Thousands of Uber employees are said to be still able to use ‘God view’ to track customers of the ride service in real time almost two years after the company claimed to have restricted access to the data. Employees of the company are said to be tracking both public figures and exes.
The claim was made in a court declaration signed by the company’s former forensic investigator Ward Spangenberg, reports Reveal. Spangenberg said that he was fired after repeatedly warning the company that it was in breach of data protection and consumer privacy laws. He is suing the company for wrongful termination.
“Uber’s lack of security regarding its customer data was resulting in Uber employees being able to track high profile politicians, celebrities, and even personal acquaintances of Uber employees, including ex-boyfriends/girlfriends, and ex-spouses,” Spangenberg wrote in a court declaration, signed in October under penalty of perjury […]
Thousands of employees throughout the company, they said, could get details of where and when each customer travels. Those revelations could be especially relevant now that Uber has begun collecting location information even after a trip ends.
He claimed that Uber’s supposed ‘restricted access’ to live ride data amounted to no more than requiring employees to promise not to do so without good reason. While Uber denied the claim, five security professionals formerly employed by the company told Reveal that Spangenberg was correct.
Spangenberg also claims that Uber deliberately frustrated law enforcement investigations into its practices.
Spangenberg said Uber deleted files it was legally obligated to keep. And during government raids of foreign Uber offices, he said the company remotely encrypted its computers to prevent authorities from gathering information.

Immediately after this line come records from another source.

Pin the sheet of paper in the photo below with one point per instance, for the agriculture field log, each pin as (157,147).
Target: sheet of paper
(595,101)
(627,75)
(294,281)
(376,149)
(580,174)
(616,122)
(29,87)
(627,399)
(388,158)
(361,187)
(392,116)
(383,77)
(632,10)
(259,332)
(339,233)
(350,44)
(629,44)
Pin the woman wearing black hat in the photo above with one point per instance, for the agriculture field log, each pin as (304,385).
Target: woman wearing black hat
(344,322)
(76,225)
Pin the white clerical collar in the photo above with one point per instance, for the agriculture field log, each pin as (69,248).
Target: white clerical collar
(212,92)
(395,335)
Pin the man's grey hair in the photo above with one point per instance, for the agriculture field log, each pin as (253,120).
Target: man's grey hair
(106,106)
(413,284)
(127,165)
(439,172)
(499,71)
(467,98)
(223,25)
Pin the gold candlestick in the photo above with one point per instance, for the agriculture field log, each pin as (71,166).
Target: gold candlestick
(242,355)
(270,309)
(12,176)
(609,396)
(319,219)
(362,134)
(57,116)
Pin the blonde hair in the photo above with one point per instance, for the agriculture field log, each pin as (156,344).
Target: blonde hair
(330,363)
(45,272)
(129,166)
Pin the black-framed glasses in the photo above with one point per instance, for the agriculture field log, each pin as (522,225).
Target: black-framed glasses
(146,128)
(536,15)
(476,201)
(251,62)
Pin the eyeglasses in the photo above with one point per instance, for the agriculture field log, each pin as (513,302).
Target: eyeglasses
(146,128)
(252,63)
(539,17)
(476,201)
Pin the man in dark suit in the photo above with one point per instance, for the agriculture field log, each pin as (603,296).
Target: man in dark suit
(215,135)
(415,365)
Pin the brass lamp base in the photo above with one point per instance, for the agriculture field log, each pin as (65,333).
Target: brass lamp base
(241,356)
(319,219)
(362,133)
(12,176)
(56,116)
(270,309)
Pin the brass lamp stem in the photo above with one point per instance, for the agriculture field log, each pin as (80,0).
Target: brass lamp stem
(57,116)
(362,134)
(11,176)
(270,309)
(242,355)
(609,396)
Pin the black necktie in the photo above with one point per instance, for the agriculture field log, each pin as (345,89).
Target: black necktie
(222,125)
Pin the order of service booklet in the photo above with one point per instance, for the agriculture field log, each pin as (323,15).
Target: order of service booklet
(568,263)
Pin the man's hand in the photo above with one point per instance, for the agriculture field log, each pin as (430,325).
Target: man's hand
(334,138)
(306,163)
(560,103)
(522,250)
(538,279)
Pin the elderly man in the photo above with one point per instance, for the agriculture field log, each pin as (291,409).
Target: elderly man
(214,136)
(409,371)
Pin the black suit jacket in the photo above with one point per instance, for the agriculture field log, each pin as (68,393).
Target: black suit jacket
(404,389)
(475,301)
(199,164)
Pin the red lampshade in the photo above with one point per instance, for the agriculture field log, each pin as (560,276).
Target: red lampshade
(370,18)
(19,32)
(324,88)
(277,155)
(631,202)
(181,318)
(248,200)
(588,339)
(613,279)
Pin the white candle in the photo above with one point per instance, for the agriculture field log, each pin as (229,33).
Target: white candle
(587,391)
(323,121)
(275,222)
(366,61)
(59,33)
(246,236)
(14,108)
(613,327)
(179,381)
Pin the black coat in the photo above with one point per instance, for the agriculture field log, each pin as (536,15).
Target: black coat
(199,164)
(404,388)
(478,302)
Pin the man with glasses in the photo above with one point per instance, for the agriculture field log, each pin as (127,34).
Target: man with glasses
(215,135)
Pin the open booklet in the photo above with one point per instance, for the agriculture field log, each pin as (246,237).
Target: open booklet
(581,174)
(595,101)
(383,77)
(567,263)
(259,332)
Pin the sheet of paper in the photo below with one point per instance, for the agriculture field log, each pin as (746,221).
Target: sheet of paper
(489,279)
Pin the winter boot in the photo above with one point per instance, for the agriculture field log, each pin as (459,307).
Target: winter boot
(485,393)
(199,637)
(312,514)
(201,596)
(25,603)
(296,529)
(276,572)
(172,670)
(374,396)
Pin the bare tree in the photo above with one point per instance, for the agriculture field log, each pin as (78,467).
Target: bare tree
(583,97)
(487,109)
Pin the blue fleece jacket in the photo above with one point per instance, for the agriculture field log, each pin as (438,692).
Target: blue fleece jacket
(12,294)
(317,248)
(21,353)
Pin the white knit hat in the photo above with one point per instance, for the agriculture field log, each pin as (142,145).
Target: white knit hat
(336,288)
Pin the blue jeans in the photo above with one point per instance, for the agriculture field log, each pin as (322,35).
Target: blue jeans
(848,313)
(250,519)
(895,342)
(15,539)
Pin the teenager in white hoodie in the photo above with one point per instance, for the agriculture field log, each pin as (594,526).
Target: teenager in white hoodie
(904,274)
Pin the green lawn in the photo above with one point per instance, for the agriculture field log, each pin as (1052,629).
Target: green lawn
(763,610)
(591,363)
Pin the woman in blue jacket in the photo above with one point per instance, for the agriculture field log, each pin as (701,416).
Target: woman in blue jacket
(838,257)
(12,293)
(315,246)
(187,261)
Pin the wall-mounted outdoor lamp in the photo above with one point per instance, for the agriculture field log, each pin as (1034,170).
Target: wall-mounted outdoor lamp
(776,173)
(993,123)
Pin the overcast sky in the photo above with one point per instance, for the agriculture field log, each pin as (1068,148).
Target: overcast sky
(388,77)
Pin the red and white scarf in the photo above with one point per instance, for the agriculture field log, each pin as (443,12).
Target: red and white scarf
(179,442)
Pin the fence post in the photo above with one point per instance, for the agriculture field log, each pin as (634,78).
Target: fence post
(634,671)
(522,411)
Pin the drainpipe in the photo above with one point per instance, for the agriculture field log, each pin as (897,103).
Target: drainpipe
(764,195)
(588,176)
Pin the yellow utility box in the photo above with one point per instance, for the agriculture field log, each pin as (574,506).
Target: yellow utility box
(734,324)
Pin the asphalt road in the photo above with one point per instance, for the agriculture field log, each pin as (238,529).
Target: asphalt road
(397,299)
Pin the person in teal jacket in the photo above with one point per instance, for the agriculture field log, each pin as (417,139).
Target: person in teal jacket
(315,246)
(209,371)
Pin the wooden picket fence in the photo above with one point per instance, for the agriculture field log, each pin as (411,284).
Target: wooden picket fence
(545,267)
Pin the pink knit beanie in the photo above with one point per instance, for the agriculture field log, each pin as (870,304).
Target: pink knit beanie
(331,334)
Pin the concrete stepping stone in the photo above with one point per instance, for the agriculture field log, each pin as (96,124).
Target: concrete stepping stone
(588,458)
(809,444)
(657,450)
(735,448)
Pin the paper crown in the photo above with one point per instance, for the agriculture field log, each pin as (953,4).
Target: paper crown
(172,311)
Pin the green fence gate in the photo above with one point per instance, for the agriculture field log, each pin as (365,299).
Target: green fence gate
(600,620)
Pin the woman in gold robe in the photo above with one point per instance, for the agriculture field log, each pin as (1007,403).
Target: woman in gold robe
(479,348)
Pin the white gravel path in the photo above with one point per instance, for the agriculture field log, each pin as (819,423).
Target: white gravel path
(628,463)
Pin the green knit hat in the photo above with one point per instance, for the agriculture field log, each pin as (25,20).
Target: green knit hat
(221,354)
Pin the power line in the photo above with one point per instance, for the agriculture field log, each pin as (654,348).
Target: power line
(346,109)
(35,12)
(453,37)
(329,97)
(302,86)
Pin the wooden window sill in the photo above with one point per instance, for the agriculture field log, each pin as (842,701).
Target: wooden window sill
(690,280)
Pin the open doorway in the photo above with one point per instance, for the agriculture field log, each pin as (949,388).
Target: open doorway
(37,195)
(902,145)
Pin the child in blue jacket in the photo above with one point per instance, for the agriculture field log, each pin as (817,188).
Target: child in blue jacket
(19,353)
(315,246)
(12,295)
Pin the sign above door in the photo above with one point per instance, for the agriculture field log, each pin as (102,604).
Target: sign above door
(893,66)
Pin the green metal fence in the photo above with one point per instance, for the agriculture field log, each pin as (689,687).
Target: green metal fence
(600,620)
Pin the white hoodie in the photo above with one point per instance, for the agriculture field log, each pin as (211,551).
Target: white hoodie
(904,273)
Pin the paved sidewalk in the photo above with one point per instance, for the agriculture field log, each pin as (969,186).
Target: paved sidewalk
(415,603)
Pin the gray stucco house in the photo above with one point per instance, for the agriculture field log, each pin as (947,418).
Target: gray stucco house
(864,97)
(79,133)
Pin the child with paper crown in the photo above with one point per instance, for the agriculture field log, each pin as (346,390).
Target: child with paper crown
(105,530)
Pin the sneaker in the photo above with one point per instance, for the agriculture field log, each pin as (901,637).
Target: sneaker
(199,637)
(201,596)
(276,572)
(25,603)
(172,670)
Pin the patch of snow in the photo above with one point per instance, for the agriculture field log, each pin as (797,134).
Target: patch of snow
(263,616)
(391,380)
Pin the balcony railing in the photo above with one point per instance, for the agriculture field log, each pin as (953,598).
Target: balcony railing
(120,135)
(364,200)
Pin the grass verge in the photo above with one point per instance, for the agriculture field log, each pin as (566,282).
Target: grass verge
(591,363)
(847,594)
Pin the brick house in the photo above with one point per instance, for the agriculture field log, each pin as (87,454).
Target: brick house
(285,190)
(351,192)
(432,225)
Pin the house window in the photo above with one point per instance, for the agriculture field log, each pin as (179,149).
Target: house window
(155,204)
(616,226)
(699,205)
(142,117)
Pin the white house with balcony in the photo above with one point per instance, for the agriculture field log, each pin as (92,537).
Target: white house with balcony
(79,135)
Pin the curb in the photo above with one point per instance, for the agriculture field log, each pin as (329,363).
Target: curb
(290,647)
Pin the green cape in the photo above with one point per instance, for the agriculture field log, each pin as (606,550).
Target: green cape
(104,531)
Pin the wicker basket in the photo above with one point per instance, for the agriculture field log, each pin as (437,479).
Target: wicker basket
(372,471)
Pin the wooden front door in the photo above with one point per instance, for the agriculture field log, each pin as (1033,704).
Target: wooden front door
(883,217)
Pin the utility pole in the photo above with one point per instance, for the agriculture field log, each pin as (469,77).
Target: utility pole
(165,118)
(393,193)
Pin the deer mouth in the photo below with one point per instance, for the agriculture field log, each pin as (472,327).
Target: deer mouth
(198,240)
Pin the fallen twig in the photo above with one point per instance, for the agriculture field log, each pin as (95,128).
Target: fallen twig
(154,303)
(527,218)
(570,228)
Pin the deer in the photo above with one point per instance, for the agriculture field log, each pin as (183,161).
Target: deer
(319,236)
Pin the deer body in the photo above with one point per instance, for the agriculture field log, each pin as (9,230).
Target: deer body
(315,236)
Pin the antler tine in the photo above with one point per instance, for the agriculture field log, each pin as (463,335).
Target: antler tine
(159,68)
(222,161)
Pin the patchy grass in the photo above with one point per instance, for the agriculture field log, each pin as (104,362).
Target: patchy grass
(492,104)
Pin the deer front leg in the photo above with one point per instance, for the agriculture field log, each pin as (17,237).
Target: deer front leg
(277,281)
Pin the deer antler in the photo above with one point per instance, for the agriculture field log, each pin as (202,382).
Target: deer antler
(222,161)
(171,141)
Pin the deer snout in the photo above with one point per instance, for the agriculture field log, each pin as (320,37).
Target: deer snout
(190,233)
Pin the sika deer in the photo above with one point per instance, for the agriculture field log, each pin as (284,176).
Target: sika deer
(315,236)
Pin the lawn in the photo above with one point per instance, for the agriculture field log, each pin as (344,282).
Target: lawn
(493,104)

Uber acknowledged that employees had been fired for improper access to customer data, but claimed that these were isolated cases.
In a statement, Uber said it maintains strict policies to protect customer data and comply with legal proceedings. It acknowledged that it had fired employees for improper access, putting the number at “fewer than 10.”
Security sources say that Uber’s information security practices are currently under investigation by the Federal Trade Commission.
In its response to the lawsuit, Uber said that it ‘generally denies each and every allegation.’